Paganĭen

[305] Paganĭen (slaw. Pogania), altserbisches Fürstentum, das sich in Südbosnien (Herzegowina) und Dalmatien vom Golfe von Stagno bis zur Mündung der Cettina ausbreitete und die Inseln Brazza, Lesina, Curzola und Meleda mitumfaßte. Bewohnt war es von den südserbischen, nach dem Flusse Narenta (Neretva) benannten Narentanern (Neretvanern), die wegen ihrer langen Abneigung gegen das Christentum auch Paganen (paganus, der Heide) hießen, während sich die stammverwandten Fürstentümer Zeta (Duklja), Travunien und Zachlumien rascher der griechischen Kirche anschlossen.

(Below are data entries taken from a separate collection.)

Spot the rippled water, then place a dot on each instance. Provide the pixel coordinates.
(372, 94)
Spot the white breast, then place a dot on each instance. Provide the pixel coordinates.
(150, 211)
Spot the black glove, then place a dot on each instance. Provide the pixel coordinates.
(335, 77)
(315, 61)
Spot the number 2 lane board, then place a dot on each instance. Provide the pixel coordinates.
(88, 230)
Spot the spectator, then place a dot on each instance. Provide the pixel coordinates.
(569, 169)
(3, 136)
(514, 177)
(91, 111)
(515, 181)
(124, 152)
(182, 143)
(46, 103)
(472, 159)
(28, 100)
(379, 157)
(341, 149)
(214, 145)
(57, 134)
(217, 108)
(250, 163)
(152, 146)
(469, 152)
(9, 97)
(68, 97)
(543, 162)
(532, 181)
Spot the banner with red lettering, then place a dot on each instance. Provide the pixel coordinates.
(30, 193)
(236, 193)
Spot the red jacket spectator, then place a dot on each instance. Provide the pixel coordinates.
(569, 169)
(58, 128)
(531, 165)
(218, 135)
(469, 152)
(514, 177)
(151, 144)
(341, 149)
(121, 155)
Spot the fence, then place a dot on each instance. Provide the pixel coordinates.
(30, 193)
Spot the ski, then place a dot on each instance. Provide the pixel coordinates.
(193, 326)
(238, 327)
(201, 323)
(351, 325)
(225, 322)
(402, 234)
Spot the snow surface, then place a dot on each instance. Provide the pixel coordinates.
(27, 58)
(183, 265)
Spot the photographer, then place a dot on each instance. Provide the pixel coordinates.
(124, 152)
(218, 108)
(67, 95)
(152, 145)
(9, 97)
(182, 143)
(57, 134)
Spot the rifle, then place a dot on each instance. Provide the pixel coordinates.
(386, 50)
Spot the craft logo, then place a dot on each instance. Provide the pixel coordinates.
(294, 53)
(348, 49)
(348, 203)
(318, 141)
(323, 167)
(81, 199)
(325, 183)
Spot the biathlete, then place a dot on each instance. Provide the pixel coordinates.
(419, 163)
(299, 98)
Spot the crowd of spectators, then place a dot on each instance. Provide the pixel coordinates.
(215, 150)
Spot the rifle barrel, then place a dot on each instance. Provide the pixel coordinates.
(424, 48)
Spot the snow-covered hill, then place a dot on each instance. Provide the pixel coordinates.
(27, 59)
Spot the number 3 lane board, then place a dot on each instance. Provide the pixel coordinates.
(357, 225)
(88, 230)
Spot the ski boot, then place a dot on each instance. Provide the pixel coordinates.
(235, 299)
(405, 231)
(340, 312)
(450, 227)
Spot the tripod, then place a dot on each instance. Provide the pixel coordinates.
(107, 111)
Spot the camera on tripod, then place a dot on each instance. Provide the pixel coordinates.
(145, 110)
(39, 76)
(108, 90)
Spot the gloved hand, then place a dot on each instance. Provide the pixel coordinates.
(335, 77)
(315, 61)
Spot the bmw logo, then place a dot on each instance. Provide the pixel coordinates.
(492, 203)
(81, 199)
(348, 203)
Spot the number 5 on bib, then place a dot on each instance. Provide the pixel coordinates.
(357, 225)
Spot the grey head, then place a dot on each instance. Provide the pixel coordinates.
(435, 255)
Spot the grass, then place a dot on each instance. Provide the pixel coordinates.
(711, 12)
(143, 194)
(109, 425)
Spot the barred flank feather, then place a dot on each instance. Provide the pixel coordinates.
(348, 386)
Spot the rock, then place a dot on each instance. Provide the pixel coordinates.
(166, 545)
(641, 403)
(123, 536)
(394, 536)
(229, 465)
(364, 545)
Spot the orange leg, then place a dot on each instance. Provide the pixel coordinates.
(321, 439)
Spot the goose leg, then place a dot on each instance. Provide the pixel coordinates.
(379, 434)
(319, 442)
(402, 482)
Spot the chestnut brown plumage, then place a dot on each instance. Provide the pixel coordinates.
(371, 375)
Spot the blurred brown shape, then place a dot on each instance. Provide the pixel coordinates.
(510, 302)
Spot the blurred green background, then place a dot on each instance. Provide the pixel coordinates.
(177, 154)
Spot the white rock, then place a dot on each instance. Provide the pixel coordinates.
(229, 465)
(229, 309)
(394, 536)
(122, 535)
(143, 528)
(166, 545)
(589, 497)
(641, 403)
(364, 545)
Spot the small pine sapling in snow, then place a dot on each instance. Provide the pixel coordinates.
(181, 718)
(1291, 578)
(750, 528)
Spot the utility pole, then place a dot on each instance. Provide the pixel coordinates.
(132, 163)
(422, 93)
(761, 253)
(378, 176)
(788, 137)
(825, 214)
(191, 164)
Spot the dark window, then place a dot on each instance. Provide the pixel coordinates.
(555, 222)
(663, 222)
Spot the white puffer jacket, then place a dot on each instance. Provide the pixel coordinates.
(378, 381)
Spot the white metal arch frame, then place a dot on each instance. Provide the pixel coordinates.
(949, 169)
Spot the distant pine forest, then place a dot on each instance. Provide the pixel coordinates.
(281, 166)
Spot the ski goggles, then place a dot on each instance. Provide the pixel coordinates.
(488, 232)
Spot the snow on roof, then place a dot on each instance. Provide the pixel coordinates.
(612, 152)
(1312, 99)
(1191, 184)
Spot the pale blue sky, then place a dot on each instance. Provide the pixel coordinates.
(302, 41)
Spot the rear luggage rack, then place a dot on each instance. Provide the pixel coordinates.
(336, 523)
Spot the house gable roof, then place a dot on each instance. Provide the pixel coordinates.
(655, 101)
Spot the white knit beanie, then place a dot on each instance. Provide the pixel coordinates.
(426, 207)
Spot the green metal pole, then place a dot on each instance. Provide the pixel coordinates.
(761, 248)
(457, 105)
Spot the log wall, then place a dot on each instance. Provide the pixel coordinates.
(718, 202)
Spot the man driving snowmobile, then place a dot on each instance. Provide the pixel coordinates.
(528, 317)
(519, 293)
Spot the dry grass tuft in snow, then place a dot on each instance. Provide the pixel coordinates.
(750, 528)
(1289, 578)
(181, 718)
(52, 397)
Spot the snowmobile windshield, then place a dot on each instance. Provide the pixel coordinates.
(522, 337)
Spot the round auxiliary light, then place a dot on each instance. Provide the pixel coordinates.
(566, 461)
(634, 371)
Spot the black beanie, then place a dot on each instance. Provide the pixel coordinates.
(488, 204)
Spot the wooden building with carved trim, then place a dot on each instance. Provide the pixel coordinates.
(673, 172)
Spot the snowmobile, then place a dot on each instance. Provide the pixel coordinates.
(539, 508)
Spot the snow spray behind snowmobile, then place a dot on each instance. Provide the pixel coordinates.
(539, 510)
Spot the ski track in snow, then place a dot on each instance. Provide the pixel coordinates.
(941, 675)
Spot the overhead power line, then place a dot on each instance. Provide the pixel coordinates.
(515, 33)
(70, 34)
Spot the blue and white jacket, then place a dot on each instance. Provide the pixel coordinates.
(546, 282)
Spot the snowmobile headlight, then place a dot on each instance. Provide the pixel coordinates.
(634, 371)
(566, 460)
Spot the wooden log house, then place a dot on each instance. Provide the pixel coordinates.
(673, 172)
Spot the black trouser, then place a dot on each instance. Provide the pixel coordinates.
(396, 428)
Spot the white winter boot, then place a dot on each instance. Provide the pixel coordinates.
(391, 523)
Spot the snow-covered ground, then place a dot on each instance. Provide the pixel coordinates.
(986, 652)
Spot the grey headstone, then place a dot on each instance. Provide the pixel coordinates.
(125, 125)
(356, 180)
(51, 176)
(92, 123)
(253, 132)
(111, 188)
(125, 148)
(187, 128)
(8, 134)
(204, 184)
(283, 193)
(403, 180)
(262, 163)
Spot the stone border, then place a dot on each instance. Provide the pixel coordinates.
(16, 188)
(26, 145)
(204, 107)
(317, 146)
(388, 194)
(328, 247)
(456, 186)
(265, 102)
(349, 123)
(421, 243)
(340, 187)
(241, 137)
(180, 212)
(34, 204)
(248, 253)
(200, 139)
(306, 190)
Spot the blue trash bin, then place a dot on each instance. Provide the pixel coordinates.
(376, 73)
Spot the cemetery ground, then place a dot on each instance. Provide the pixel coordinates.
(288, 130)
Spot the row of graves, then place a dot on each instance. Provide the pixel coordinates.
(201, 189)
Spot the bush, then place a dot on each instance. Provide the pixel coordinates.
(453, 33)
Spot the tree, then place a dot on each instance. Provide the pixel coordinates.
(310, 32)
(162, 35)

Durch fortgesetzte Seeräubereien machten sich die wilden Narentaner im 9. Jahrh. selbst Venedig gefährlich, namentlich seitdem 18. Sept. 887 dessen Doge Pietro Candiano I. bei Macarsca (Punta Mica) gegen sie gefallen war. Bis gegen das Jahr 1000 entrichtete Venedig Tribut an P., das, nach seiner Bekehrung auch Rama genannt, um 1175 in dem von Zeta ausgehenden serbischen Einheitsstaate Stephan Nemanjas ausging. Von Istok, einem nach Polen geflüchteten Sohn des letzten Fürsten von P., leiten die drei polnischen Adelsgeschlechter Pliszcza ihren Ursprung her, deren einem auch Potemkin (s. d.) angehört. Vgl. Milkowicz im 5. Band von Helmolts »Weltgeschichte« (Leipz. 1905).

Quelle:
Meyers Großes Konversations-Lexikon, Band 15. Leipzig 1908, S. 305.